Learning objective : Our goal for learning is to both:

1. train all auxiliary intentions policies and the main task policy to achieve their respective goals
2. utilize all intentions for fast exploration in the main sparse-reward MDP M

We accomplish this by deﬁning a hierarchical objective for policy training that decomposes into two parts:

##### 1. Learning the intentions

“Our agent can then decide by itself about its current ‘intention’, i.e. which goal to pursue next. This might be an auxiliary task or an externally defined target task.”
Intention is the agent willing to pursue an (auxiliary or not) task

Joint policy improvement objective for all intentions. Action value function $Q_{\mathcal{T}}\left(\mathbf{s}_{t}, \mathbf{a}_{t}\right)$:
$Q_{\mathcal{T}}\left(\mathbf{s}_{t}, \mathbf{a}_{t}\right)=r_{\mathcal{T}}\left(\mathbf{s}_{t}, \mathbf{a}_{t}\right)+\gamma \mathbb{E}_{\pi_{\mathcal{T}}}\left[R_{\mathcal{T}}\left(\tau_{t+1: \infty}\right)\right]$

The goal is then to find $argmax_θ$, for
\begin{aligned} \mathcal{L}(\boldsymbol{\theta}) &=\mathcal{L}(\boldsymbol{\theta} ; \mathcal{M})+\sum_{k=1}^{|A|} \mathcal{L}\left(\boldsymbol{\theta} ; \mathcal{A}_{k}\right) \\ \text { with } \mathcal{L}(\boldsymbol{\theta} ; \mathcal{T}) &=\sum_{\boldsymbol{B} \in \mathcal{Y}} \underset{p(s | \boldsymbol{\zeta})}{\mathbb{E}}\left[Q_{\mathcal{T}}(\mathbf{s}, \mathbf{a})\left|\mathbf{a} \sim \pi_{\boldsymbol{\theta}}(\cdot | \mathbf{s}, \mathcal{T})\right]\right.\end{aligned}

Two comments:
The first term is externally provided loss and the others (in sum) are the internally auxiliary one, I think
Here the loss is common to all the intention, touch mechanism gets penalized for view loss ?
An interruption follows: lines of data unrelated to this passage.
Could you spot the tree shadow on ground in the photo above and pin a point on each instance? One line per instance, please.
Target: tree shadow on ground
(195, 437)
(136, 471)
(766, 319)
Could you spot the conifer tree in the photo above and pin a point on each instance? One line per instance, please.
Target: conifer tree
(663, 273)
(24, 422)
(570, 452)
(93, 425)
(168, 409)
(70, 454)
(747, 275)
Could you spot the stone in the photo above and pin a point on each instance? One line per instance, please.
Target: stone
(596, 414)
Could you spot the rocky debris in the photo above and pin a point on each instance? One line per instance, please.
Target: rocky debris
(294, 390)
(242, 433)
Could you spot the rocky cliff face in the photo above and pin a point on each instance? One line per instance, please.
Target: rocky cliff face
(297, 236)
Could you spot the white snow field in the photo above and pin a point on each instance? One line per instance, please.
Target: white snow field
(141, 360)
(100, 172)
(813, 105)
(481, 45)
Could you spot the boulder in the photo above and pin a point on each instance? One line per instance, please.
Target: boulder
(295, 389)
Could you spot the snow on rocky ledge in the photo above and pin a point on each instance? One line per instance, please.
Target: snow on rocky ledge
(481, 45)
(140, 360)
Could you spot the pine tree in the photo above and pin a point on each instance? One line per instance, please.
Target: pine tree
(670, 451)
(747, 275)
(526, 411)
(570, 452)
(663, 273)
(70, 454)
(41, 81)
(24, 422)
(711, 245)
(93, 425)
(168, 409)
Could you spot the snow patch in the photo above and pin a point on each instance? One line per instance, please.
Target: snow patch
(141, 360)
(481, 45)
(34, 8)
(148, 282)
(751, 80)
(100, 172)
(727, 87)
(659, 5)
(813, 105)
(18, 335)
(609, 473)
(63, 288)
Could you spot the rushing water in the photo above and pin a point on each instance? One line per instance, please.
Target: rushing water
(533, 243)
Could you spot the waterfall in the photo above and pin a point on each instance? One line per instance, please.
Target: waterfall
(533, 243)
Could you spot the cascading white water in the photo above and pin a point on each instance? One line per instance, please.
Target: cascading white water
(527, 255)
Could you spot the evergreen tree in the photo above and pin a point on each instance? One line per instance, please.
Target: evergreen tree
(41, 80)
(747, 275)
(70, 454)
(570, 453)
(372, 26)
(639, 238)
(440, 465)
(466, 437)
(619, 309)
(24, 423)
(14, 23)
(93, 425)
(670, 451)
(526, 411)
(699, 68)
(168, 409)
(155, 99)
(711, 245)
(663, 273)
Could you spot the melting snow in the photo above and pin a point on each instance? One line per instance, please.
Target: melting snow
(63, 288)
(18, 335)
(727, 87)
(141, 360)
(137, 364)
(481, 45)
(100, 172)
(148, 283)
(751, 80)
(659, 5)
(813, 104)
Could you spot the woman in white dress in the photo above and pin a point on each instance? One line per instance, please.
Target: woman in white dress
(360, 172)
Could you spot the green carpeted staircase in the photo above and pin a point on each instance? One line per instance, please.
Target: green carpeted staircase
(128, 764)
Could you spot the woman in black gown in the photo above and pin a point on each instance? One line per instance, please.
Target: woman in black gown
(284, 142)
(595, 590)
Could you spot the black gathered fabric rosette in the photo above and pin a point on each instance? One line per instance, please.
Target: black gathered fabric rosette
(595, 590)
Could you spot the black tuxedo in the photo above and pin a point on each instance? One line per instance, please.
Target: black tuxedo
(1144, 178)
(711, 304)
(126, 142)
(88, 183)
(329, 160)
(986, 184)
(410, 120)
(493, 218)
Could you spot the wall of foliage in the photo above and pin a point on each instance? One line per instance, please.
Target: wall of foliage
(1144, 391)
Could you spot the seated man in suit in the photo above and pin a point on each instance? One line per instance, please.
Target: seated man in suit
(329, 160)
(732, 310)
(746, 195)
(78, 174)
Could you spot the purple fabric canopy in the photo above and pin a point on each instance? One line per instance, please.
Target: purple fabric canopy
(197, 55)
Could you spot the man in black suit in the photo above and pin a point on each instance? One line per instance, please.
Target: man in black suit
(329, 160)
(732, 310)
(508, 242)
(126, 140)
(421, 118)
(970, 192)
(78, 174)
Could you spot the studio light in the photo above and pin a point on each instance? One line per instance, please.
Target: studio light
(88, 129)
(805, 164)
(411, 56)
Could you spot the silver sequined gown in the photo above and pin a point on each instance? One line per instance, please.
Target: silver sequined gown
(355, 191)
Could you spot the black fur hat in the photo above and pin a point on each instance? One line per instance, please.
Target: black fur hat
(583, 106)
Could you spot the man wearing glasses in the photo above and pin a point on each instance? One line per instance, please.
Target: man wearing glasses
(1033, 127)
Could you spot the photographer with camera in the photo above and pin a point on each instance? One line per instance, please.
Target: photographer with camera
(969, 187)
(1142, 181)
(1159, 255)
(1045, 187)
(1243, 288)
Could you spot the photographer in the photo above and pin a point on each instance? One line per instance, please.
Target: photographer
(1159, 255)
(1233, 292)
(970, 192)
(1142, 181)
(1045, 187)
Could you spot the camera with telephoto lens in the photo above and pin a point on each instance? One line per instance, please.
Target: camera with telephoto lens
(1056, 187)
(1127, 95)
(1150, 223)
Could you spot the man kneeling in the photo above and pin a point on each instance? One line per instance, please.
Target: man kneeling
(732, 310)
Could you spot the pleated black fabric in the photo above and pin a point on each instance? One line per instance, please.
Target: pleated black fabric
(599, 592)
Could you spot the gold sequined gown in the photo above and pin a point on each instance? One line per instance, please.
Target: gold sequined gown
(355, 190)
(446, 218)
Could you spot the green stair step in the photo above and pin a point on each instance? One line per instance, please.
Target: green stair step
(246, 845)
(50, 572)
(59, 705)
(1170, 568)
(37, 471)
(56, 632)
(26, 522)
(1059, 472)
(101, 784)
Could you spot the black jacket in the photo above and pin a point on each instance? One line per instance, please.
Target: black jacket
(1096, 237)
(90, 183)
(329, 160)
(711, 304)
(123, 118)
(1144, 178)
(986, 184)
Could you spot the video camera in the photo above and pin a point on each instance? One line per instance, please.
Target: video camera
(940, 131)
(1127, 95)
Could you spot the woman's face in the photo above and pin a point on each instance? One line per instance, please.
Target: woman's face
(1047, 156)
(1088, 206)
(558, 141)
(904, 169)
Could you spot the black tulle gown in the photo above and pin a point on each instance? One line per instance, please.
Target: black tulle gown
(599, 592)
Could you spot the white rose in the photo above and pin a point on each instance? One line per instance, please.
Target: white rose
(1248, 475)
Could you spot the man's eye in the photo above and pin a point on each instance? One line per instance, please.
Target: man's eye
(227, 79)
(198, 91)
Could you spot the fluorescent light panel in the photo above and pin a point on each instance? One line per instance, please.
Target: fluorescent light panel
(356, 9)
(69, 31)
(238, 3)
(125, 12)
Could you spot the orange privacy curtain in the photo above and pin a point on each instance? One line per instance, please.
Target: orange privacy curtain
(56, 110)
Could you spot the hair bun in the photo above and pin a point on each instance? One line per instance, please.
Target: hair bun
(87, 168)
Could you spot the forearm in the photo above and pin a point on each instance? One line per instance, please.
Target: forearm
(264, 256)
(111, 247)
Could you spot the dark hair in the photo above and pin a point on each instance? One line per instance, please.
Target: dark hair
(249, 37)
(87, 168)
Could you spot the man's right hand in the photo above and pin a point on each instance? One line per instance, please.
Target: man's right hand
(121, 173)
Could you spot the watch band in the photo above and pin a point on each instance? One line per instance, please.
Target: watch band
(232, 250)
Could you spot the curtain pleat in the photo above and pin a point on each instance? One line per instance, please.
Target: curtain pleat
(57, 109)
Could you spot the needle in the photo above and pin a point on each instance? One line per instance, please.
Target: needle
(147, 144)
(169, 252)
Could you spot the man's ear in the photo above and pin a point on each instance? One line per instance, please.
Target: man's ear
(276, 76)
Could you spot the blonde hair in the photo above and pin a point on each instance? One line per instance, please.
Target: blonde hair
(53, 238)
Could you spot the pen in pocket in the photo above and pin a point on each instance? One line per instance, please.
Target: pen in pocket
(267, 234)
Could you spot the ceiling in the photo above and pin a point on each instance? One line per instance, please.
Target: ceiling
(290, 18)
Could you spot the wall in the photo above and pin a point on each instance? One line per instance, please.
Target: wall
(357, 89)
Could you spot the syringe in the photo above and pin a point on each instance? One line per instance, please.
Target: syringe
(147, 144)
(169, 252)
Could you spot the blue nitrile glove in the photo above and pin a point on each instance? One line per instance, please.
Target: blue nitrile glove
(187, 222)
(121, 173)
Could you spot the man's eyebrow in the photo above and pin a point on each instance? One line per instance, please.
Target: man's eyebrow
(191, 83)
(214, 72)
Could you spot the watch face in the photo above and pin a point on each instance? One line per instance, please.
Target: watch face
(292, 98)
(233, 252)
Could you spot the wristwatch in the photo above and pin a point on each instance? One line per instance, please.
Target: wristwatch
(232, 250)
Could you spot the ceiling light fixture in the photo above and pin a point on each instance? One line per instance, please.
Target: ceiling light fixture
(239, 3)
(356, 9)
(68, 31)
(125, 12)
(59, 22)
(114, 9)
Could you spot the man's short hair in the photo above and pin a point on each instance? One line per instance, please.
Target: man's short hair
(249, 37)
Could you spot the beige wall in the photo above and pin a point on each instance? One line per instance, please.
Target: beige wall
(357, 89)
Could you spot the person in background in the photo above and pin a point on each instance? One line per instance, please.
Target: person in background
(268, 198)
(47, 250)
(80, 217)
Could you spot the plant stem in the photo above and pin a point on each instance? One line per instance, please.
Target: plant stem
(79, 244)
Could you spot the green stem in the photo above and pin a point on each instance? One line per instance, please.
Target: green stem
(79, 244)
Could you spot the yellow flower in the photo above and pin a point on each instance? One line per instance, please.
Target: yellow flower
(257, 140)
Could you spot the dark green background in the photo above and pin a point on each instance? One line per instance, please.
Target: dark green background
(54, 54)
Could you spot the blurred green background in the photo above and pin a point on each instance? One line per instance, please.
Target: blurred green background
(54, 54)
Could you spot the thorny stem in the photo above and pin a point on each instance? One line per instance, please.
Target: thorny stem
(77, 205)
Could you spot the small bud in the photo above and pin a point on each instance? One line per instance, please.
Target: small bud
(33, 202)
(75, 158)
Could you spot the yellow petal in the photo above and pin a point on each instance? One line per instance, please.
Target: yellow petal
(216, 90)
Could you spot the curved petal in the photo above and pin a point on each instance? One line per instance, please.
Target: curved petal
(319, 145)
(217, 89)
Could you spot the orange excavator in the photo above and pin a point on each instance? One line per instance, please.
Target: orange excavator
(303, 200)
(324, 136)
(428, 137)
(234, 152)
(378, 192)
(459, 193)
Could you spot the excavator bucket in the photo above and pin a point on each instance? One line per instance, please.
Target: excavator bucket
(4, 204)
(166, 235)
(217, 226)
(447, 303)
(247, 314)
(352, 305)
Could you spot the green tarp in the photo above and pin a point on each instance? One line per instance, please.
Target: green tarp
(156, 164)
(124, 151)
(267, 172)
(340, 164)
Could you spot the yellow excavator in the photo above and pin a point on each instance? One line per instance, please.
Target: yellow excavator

“That is, we optimize each intention to select the optimal action for its task, obtained by following any other policy π(a|s,B) with B∈ T = A∪ {M} (the task which we aimed to solve before). We note that this change is a subtle,yet important, departure from a multi-task RL formulation”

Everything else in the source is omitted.